2017-04-12 16 views
0

ご協力いただきありがとうございます。私は、以下のpythonコードを使用して、affymetrixマイクロアレイデータセットからデータを読み取り、処理したいと考えています。私は、単核細胞において、クローン病および潰瘍性大腸炎の疾患状態における差次的な遺伝子発現を解明したい。コードは完全に実行されますが、Xの内容を見ようとすると、出力(配列([]、dtype = float64)などの空の配列が得られますが、これは当然役に立ちません。 https://www.ncbi.nlm.nih.gov/sites/GDSbrowser?acc=GDS1615 なぜ私は空の処理不能な出力を持っているのか理解していませんが、役に立たないものです。ここでは、コードは:コンソールでマイクロアレイのデータはどのように入手できますか?

import gzip 
import numpy as np 

""" 
Read in a SOFT format data file.
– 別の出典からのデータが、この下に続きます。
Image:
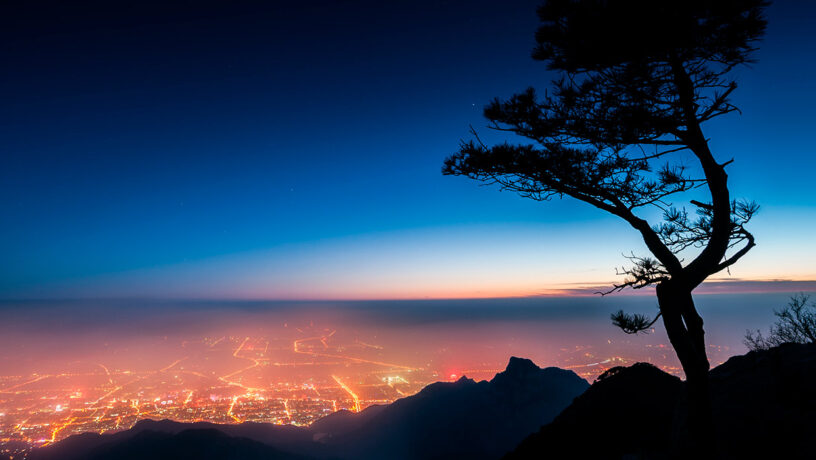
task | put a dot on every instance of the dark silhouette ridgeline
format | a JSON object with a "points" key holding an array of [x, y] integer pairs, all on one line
{"points": [[637, 81]]}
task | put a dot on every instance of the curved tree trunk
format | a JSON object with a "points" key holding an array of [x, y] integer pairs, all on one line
{"points": [[684, 327]]}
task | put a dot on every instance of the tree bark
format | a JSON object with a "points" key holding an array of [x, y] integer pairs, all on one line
{"points": [[684, 327]]}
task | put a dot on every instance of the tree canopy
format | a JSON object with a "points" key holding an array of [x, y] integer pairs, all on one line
{"points": [[636, 81]]}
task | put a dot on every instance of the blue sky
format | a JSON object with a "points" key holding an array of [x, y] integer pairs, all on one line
{"points": [[288, 152]]}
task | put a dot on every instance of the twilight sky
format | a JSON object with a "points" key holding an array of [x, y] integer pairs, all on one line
{"points": [[292, 150]]}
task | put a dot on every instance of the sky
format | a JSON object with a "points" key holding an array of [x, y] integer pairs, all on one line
{"points": [[292, 150]]}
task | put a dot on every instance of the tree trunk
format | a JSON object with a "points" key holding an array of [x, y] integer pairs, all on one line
{"points": [[684, 327]]}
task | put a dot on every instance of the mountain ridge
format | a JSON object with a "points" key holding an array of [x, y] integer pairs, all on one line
{"points": [[523, 395]]}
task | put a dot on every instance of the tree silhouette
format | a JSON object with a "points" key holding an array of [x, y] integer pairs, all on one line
{"points": [[621, 129]]}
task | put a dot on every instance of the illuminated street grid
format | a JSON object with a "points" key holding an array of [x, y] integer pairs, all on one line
{"points": [[234, 379]]}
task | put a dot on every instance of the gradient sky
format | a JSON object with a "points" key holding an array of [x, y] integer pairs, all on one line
{"points": [[293, 150]]}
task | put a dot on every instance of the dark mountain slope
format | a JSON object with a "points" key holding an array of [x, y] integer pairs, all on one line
{"points": [[466, 419], [199, 444], [764, 407], [463, 419]]}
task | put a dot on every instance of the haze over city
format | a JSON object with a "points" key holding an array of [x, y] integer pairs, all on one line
{"points": [[236, 212]]}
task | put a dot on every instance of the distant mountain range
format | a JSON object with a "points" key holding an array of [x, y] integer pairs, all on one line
{"points": [[764, 406], [476, 420]]}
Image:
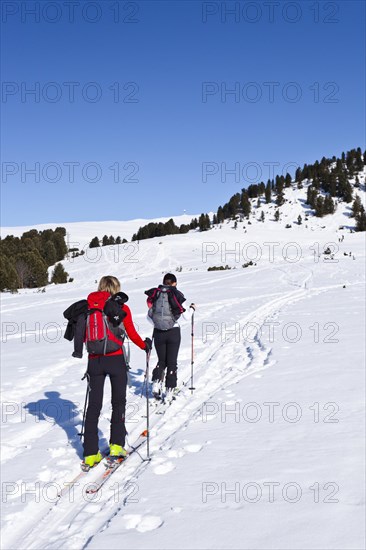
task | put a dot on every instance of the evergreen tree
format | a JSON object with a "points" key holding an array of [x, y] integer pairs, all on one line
{"points": [[59, 275], [204, 222], [280, 199], [329, 206], [94, 243], [356, 207], [8, 276], [268, 192], [319, 207], [361, 220], [50, 254], [288, 180], [245, 204], [220, 216], [60, 245]]}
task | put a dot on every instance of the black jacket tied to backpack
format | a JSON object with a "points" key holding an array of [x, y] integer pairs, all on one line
{"points": [[75, 330], [165, 320], [76, 314]]}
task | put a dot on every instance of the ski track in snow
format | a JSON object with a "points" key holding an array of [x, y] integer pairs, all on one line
{"points": [[73, 524]]}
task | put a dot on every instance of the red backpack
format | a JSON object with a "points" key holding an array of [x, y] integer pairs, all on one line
{"points": [[104, 328]]}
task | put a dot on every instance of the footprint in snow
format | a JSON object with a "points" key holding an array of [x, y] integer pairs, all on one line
{"points": [[164, 468], [142, 523], [193, 448]]}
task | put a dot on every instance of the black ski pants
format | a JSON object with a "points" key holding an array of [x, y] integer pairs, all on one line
{"points": [[167, 343], [98, 369]]}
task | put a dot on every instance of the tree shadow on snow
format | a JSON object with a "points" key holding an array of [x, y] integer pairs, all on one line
{"points": [[63, 413]]}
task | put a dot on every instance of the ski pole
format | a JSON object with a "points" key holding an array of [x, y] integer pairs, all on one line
{"points": [[147, 407], [192, 346], [86, 375]]}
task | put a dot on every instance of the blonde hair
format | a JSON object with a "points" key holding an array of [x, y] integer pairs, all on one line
{"points": [[110, 284]]}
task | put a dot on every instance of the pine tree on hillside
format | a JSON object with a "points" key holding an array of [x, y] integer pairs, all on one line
{"points": [[280, 199], [361, 220], [8, 276], [245, 204], [94, 243], [268, 192], [319, 207], [50, 254], [204, 222], [288, 180], [329, 206], [356, 207], [59, 275], [220, 215]]}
The following values can be exported: 

GID : A list of gene identifiers of length d 
SID : A list of sample identifiers of length n 
STP : A list of sample descriptions of length d 
X : A dxn array of gene expression values 
""" 
#path to the data file 
fname = "../data/GDS1615_full.soft.gz" 

## Open the data file directly as a gzip file 
with gzip.open(fname) as fid: 
    SIF = {} 
    for line in fid: 
     if line.startswith(line, len("!dataset_table_begin")): 
      break 
     elif line.startswith(line, len("!subject_description")): 
      subset_description = line.split("=")[1].strip() 
     elif line.startswith(line, len("!subset_sample_id")): 
      subset_ids = [x.strip() for x in subset_ids] 
      for k in subset_ids: 
       SIF[k] = subset_description 
    ## Next line is the column headers (sample id's) 
    SID = next(fid).split("\t") 

    ## The column indices that contain gene expression data 
    I = [i for i,x in enumerate(SID) if x.startswith("GSM")] 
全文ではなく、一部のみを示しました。